Updates von der Pressekonferenz mit EZB-Präsidentin Christine Lagarde: Auf der Pressekonferenz sagte EZB-Präsidentin Christine Lagarde, dass die Zinsen weiter "signifikant und gleichmäßig" steigen müssten. Dabei sollen die Entscheidungen zu Anhebungen weiter datenabhängig und von Meeting zu Meeting beschlossen werden. Beim Bilanzabbau soll das APP-Portfolio monatlich bis zum Ende des zweiten Quartals um 15 Milliarden Euro sinken. Die Inflation sei zu hoch und werde zu lange hoch bleiben, so Lagarde. Die Wirtschaft in der Eurozone könnte in diesem und dem nächsten Quartal schrumpfen.

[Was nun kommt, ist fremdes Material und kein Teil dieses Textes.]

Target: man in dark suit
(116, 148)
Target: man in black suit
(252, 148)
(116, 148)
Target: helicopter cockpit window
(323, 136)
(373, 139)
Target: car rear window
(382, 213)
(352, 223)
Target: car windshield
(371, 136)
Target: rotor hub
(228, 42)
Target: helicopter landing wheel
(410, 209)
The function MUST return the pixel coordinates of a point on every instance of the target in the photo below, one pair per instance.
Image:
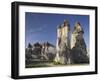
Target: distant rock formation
(78, 46)
(63, 43)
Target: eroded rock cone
(79, 50)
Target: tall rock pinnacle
(78, 45)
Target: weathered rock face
(79, 50)
(63, 43)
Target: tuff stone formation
(78, 46)
(68, 50)
(63, 43)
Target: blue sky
(40, 27)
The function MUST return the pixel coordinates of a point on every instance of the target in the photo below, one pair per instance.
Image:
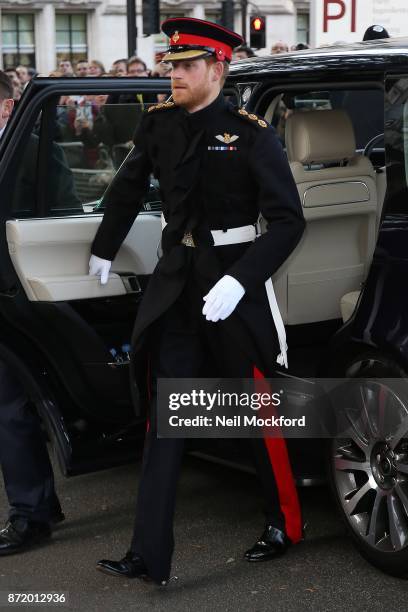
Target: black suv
(342, 115)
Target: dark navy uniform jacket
(218, 168)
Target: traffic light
(257, 39)
(227, 14)
(151, 17)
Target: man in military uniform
(218, 168)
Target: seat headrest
(319, 136)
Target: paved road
(218, 516)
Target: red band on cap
(222, 50)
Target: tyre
(368, 464)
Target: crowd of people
(136, 67)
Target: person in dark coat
(205, 310)
(25, 464)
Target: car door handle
(130, 282)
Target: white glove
(222, 299)
(99, 267)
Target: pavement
(218, 517)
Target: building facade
(39, 33)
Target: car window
(95, 135)
(364, 107)
(73, 152)
(396, 142)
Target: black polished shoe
(131, 566)
(57, 517)
(18, 535)
(272, 543)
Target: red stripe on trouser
(149, 392)
(288, 497)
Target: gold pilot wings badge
(227, 138)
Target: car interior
(341, 189)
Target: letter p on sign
(337, 9)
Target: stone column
(45, 40)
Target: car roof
(389, 54)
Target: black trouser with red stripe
(183, 345)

Der kleinere Zinsschritt der EZB bedeute kein "Umschwenken" in der Geldpolitik, betonte Lagarde. Im Vergleich zur US-Notenbank Fed habe man noch einigen Boden gutzumachen. Aus heutiger Sicht müsse der Leitzins beim nächsten Zinsentscheid erneut um 50 Basispunkte und möglicherweise beim anschließenden Zinsentscheid und weiteren Zinsentscheiden jeweils ebenfalls um 50 Basispunkte angehoben werden.

Marktreaktionen: Die Aktienmärkte gaben in einer ersten Reaktion deutlich nach, während die Zinsen, EUR/USD und der Goldpreis zulegten.